There was unmistakable pain in his voice.
Willa wished she could make it better. She knew she couldn’t. At least, not entirely.
“No one knows where she was actually killed, just knew that she wasn’t shot there in Becker’s,” he continued. “And to this day, I have no idea what would have happened had I gone with her instead of staying home. So, I blamed myself then for her death just as I still blame myself now sometimes for it, too.”
“But you didn’t do anything wrong,” Willa piped in. “You couldn’t have known what would happen.”
As she said the words, Willa realized why Kenneth was telling her about Ally now instead of all the times they’d been together in the last week.
He gave her hand a squeeze of pressure.
“Unless you came up with the plan, carried it out, and pulled the trigger, it isn’t your fault.” He sighed again. It sounded lighter somehow. “But I know it’s a hard truth to accept. What-if scenarios put bumps in the road to acceptance.”
Willa started at that.
“Well, if that isn’t a poetic way to put it, Mr. Gray. I’m impressed.”
The mattress moved as his laugh rumbled through it.
“You have my mom to thank for that,” he said when he was done. “She more or less said that same thing about a hundred times after I left the department the first time. I guess it stuck.”
“You’re just taking the long way ’round to healing if you keep tormenting yourself with what could have been and how things would have turned out had you chosen differently. It’s a good sentiment.”
Kenneth laughed again and this time he rolled over onto his side, sliding one arm beneath the pillow and letting her hand go with the other. Willa mimicked the move. She was on her side, facing him, hands in a prayer stance between her cheek on the pillowcase. Suddenly it felt like two friends at a sleepover, shooting the breeze about life, love, and also trivial things.
Never mind that they were in their thirties, had both survived attacks meant to kill in the last few days, and were a single man and a single woman.
“You know, I was born in Kelby Creek and grew up here, and I’ve heard a lot of Southernisms, but ‘long way ’round’ is new even to me. When we met, it was the first time I’d heard it.”
Willa snorted.
“I have a theory on that,” she said. “See, there are tiers of being Southern and only us top-tier families use phrases like that. ‘Like a hair in a biscuit,’ ‘madder than a wet hen,’ ‘full as a tick,’ ‘worn slap out,’ and so on. ‘Long way ’round’ is just something I grew up hearing from my family. Though it can be a pain in the backside to use when you’re trying to give someone directions on where not to go, especially since the long way ’round isn’t just a measurement of distance.”
“It isn’t?”
She shook her head. Willa had washed her hair but had quickly braided it to her scalp. It would be a mess in the morning when she unleashed it, but she was trying to save the man’s pillow from being soaked through. She’d gone through his bathroom cabinets and there wasn’t a hair dryer to be found. There was nothing, in fact, aimed for use by a woman. It had split her emotions down the middle.

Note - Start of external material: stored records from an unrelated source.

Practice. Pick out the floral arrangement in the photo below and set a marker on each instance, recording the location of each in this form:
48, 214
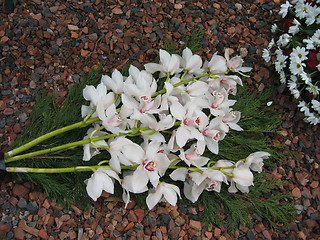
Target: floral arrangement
297, 54
155, 124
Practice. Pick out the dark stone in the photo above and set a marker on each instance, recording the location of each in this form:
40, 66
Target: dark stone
257, 217
76, 78
6, 92
314, 216
267, 6
211, 11
250, 235
252, 49
57, 213
32, 224
46, 12
32, 208
281, 88
22, 203
12, 209
10, 121
165, 219
35, 76
2, 122
10, 235
260, 24
5, 206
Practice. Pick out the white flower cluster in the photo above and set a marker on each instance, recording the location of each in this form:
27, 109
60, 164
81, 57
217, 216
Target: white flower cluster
177, 124
297, 56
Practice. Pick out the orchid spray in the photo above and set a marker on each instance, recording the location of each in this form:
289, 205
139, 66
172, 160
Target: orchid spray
175, 126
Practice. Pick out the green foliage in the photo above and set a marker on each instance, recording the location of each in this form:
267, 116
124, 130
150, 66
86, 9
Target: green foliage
220, 208
194, 42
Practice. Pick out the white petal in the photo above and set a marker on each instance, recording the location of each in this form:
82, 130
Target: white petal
94, 187
177, 110
171, 196
153, 198
139, 180
198, 88
182, 136
179, 174
212, 146
194, 63
90, 94
153, 67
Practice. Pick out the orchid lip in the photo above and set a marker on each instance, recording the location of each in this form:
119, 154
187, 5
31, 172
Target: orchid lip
149, 165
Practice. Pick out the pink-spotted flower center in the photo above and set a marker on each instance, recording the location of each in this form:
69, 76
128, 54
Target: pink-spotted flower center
229, 117
192, 121
149, 165
213, 185
218, 99
214, 134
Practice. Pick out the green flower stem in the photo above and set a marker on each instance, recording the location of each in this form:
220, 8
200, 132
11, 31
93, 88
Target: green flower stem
53, 170
71, 145
44, 137
95, 167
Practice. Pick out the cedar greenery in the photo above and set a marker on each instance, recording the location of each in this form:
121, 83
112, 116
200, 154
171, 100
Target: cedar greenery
219, 208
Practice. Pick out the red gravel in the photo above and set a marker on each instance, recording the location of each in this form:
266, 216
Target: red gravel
50, 44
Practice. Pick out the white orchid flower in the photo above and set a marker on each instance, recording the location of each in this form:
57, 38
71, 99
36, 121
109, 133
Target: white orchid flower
242, 178
197, 89
190, 118
213, 133
90, 150
218, 101
101, 180
255, 161
217, 64
164, 191
124, 151
151, 167
168, 64
115, 83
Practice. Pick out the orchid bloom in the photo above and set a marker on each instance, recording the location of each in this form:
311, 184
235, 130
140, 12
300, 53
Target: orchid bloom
218, 101
124, 151
242, 178
164, 191
101, 180
90, 150
168, 64
152, 165
193, 157
213, 133
190, 118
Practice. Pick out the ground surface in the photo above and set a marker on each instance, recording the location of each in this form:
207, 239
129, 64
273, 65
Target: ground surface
50, 44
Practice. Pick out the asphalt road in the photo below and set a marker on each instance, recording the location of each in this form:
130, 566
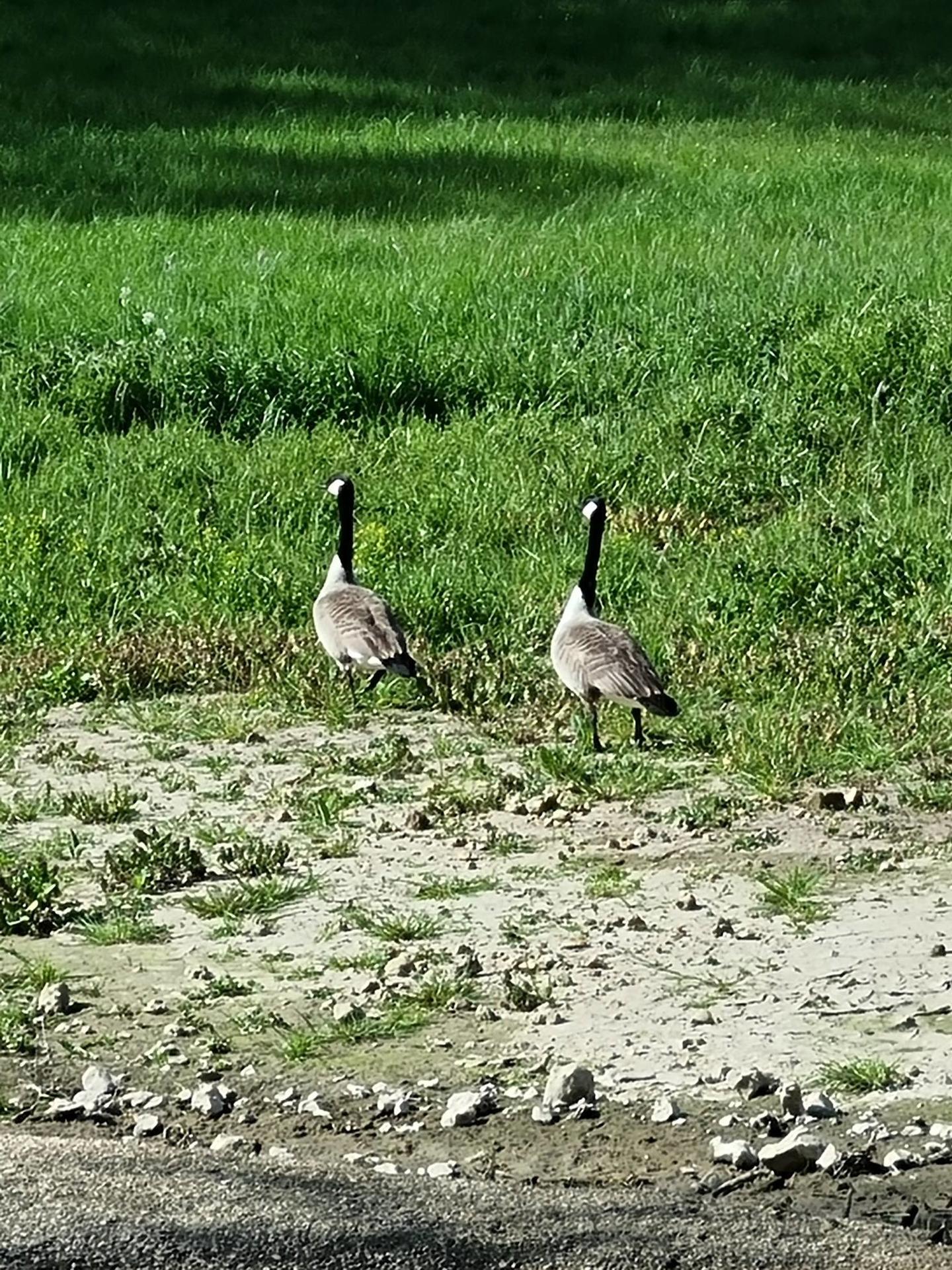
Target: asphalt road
104, 1205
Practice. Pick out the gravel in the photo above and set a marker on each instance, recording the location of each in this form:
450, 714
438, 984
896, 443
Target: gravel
103, 1205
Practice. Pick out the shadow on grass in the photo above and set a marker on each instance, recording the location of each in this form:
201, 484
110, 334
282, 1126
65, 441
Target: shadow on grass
78, 79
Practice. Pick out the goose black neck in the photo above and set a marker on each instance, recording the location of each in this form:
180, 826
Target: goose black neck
346, 541
589, 575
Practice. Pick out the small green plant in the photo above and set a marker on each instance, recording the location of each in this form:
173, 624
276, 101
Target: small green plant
116, 805
390, 925
610, 882
438, 991
321, 808
17, 1029
254, 857
795, 894
264, 896
26, 808
227, 986
342, 849
122, 920
31, 896
154, 863
399, 1019
709, 812
504, 845
524, 992
372, 961
862, 1076
452, 888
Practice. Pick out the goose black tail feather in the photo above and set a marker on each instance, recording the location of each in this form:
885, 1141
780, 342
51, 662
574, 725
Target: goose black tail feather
660, 704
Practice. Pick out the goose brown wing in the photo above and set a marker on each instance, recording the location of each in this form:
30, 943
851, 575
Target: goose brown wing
611, 663
362, 624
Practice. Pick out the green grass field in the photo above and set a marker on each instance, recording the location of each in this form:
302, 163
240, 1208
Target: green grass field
491, 259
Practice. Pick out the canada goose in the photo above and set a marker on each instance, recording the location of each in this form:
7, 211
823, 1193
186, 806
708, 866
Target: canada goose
354, 625
597, 660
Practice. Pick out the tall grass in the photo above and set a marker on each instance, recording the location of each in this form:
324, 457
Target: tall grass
489, 259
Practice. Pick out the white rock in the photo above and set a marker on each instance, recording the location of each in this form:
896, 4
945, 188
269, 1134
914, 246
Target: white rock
310, 1105
754, 1084
738, 1152
347, 1012
99, 1081
568, 1085
146, 1125
666, 1110
54, 998
791, 1155
227, 1142
208, 1100
469, 1105
791, 1100
900, 1158
819, 1107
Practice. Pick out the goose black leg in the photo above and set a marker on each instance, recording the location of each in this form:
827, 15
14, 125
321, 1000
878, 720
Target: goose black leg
596, 743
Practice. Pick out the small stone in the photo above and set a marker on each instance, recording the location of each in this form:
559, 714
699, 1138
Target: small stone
819, 1107
347, 1012
739, 1154
310, 1105
568, 1085
793, 1100
99, 1084
227, 1143
791, 1155
666, 1110
900, 1158
467, 1107
756, 1084
63, 1109
208, 1100
399, 967
146, 1125
828, 801
54, 998
200, 973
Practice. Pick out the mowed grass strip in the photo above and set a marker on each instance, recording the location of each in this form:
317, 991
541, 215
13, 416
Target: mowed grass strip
694, 258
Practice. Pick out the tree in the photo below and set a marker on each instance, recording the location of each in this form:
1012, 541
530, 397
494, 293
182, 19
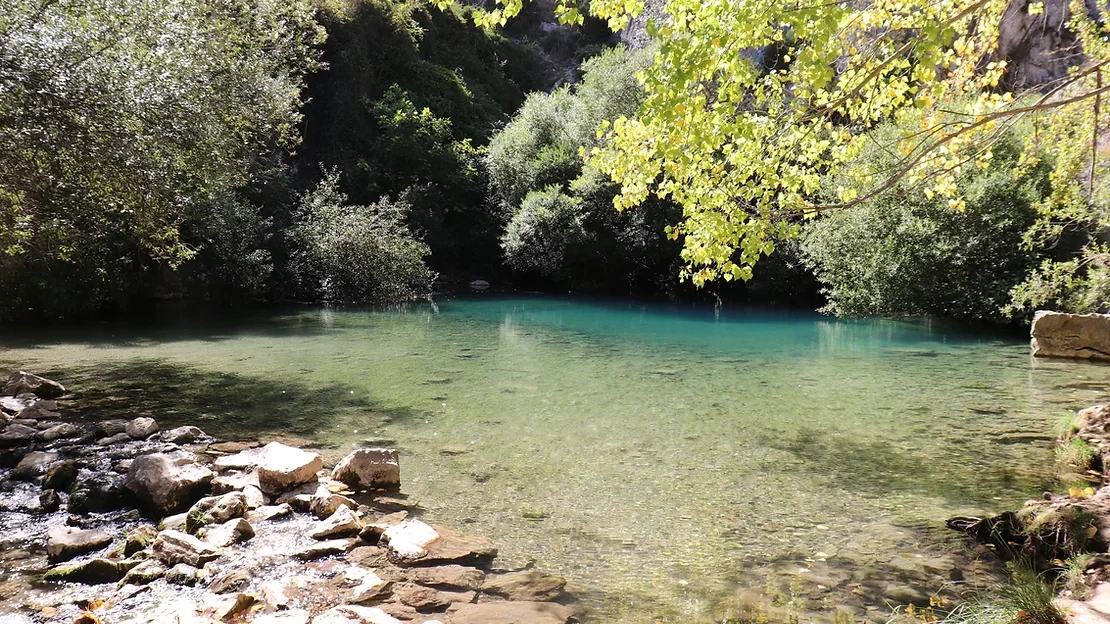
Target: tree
749, 104
902, 253
354, 253
117, 119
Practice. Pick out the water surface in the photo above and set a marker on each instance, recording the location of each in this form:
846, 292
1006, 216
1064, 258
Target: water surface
675, 463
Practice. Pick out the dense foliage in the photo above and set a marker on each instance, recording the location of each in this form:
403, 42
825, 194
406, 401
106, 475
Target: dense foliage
120, 120
343, 252
562, 225
906, 252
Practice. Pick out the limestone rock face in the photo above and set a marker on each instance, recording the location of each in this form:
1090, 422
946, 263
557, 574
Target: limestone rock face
159, 482
174, 546
23, 382
1085, 336
281, 468
370, 469
66, 542
512, 613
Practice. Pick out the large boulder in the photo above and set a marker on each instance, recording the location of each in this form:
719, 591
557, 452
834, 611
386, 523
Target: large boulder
281, 468
98, 493
370, 469
1085, 336
409, 540
23, 382
161, 483
215, 510
172, 547
66, 542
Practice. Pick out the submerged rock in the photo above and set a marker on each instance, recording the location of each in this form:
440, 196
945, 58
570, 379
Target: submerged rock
182, 434
97, 493
526, 585
512, 613
1056, 334
453, 576
23, 382
161, 483
343, 523
291, 616
354, 614
370, 469
231, 532
145, 572
283, 466
410, 539
33, 464
174, 546
141, 428
215, 510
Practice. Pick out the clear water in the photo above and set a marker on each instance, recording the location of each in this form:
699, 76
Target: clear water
676, 464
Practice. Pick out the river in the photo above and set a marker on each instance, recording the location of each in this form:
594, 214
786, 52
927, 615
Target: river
675, 463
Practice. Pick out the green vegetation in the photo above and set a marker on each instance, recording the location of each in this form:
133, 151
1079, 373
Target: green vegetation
908, 253
342, 252
562, 225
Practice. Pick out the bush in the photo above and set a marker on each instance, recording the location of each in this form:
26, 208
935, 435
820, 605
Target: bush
355, 253
904, 253
547, 225
562, 223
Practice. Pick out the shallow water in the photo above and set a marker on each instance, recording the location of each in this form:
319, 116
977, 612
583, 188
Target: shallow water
675, 463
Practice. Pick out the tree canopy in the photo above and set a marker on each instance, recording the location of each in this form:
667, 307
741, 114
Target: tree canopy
748, 104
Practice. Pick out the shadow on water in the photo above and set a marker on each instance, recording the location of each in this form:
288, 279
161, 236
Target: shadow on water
223, 404
878, 470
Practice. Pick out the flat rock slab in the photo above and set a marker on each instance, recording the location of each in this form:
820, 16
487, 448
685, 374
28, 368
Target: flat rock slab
370, 469
281, 468
526, 585
66, 542
512, 613
24, 382
160, 482
174, 546
453, 576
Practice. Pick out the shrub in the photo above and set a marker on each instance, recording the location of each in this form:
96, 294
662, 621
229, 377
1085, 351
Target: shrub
355, 253
904, 253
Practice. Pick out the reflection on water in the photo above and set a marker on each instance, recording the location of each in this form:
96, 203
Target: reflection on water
676, 464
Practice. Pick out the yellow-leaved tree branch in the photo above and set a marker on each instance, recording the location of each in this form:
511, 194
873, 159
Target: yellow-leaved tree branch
752, 104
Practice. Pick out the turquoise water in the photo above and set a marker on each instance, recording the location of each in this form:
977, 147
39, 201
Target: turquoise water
675, 463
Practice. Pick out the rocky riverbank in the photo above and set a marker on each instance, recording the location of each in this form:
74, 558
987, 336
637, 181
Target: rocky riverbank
1065, 537
117, 521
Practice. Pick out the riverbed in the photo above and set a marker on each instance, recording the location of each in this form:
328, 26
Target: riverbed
674, 463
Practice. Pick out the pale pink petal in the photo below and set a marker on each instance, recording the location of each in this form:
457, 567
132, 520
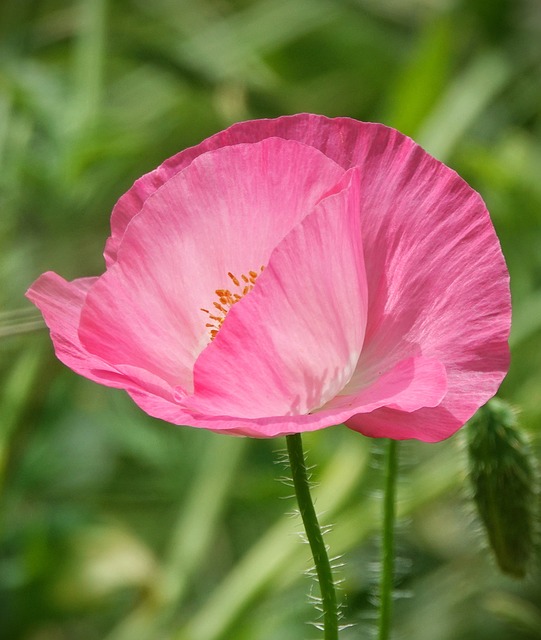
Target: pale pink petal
438, 285
411, 384
223, 214
60, 302
292, 343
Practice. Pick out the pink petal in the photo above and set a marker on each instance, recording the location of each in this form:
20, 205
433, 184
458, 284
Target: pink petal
411, 384
438, 285
292, 343
60, 303
224, 213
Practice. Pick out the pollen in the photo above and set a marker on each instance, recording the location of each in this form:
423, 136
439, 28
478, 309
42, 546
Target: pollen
226, 298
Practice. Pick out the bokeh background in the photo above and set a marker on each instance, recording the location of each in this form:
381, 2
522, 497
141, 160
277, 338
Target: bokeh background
116, 526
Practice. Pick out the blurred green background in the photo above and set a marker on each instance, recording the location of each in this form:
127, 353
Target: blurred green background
116, 526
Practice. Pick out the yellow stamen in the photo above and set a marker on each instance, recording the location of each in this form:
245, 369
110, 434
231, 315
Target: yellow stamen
227, 298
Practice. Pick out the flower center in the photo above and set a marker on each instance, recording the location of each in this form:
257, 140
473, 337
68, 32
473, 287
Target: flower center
227, 298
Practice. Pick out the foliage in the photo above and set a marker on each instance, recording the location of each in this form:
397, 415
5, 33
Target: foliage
117, 526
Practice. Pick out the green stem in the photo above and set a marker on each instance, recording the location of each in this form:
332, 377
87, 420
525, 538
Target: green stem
314, 535
387, 543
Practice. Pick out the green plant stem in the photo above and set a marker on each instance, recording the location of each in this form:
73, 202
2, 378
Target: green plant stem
387, 542
314, 535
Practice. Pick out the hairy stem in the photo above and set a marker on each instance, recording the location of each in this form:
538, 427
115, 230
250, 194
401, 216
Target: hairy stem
314, 535
387, 542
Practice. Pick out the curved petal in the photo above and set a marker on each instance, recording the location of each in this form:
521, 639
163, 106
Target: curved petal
411, 384
438, 284
223, 214
293, 342
60, 302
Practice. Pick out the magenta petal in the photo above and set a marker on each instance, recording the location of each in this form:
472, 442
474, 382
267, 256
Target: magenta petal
294, 341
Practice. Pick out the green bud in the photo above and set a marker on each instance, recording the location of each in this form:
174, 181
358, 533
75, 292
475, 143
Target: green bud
503, 475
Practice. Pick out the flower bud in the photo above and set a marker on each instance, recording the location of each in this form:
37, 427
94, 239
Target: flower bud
503, 475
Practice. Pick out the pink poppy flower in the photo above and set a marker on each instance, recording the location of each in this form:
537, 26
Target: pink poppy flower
291, 274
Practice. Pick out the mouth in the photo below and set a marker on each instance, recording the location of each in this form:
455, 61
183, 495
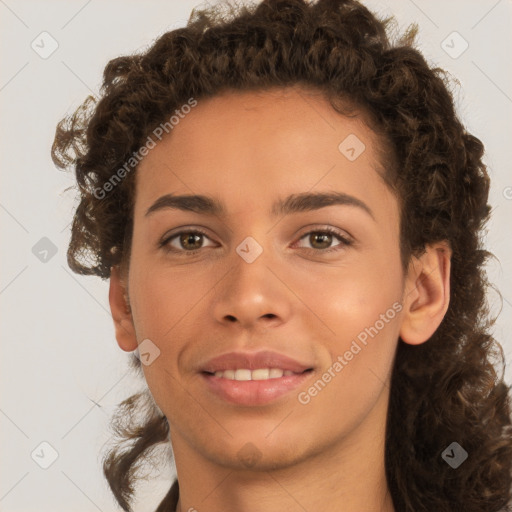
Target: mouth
246, 387
246, 374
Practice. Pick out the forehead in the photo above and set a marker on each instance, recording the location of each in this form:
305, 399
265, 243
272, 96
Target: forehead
250, 146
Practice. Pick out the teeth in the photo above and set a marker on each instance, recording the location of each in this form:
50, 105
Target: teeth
259, 374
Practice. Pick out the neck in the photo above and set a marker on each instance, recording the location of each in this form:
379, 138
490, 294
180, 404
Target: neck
348, 476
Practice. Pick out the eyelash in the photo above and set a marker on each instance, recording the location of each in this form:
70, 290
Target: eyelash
345, 242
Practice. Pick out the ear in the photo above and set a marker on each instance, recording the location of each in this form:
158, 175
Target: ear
121, 312
427, 293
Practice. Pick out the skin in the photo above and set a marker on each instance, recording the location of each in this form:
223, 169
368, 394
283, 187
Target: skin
247, 150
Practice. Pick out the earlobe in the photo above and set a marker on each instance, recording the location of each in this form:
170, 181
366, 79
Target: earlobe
121, 313
427, 294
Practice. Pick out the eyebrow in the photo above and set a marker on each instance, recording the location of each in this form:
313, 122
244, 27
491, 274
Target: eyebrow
295, 203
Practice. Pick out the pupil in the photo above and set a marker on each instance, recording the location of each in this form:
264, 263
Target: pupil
188, 238
325, 235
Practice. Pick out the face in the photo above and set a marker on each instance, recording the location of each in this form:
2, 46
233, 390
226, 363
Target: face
257, 278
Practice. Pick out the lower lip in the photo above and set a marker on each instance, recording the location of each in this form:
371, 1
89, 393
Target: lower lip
254, 392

On the one hand, she imagined Kenneth cleaning out Ally’s things after her death, maybe slowly or maybe through the years. On the other hand, she was pleased to see that no other woman seemed to have been entertained by the man in recent years. Or, if they had been, they’d brought their toiletries in and then taken them out.
Willa’s braids smelled like spice and something woodsy as she shifted her head to look up at him a little more easily. It wasn’t an unpleasant thing.
“Sometimes it just means you took the challenging way. The road less traveled.”
“I suppose that makes sense. Though my favorite Southernism hands down will always be ‘bless your heart.’” He grinned. “I’ve never heard nastier fighting words than those.”
“Ugh. I hate that phrase,” Willa said, honest as a nun in church. “Your contractor’s—Landon Mitchell—mother used to say it to me all the time. She disapproved of my job, my hair, and my disinterest in learning to knit. I mean...don’t get me wrong, I don’t judge those who do knit, but after she told me I needed to do it to be a good mom, I made a promise to myself to never touch a knitting needle out of pure pettiness.” She shook her head. “That woman blessed my heart so many times it’ll probably get to heaven before the rest of me ever follows.”
That really got Kenneth going. He was laughing so much that it turned her growing grumpiness at the memories into following his contagious laughter with her own. It was nice to hear the man happy. It was nice to be the reason why he was smiling, too.
“I never would have guessed someone could dislike you at all,” Kenneth said after he’d composed himself. “You remind me of sunshine, and who dislikes sunshine?”
Willa didn’t know how he’d meant the compliment to land but it was a powerful hit. She was glad he couldn’t see her cheeks that were, no doubt, flaming to life.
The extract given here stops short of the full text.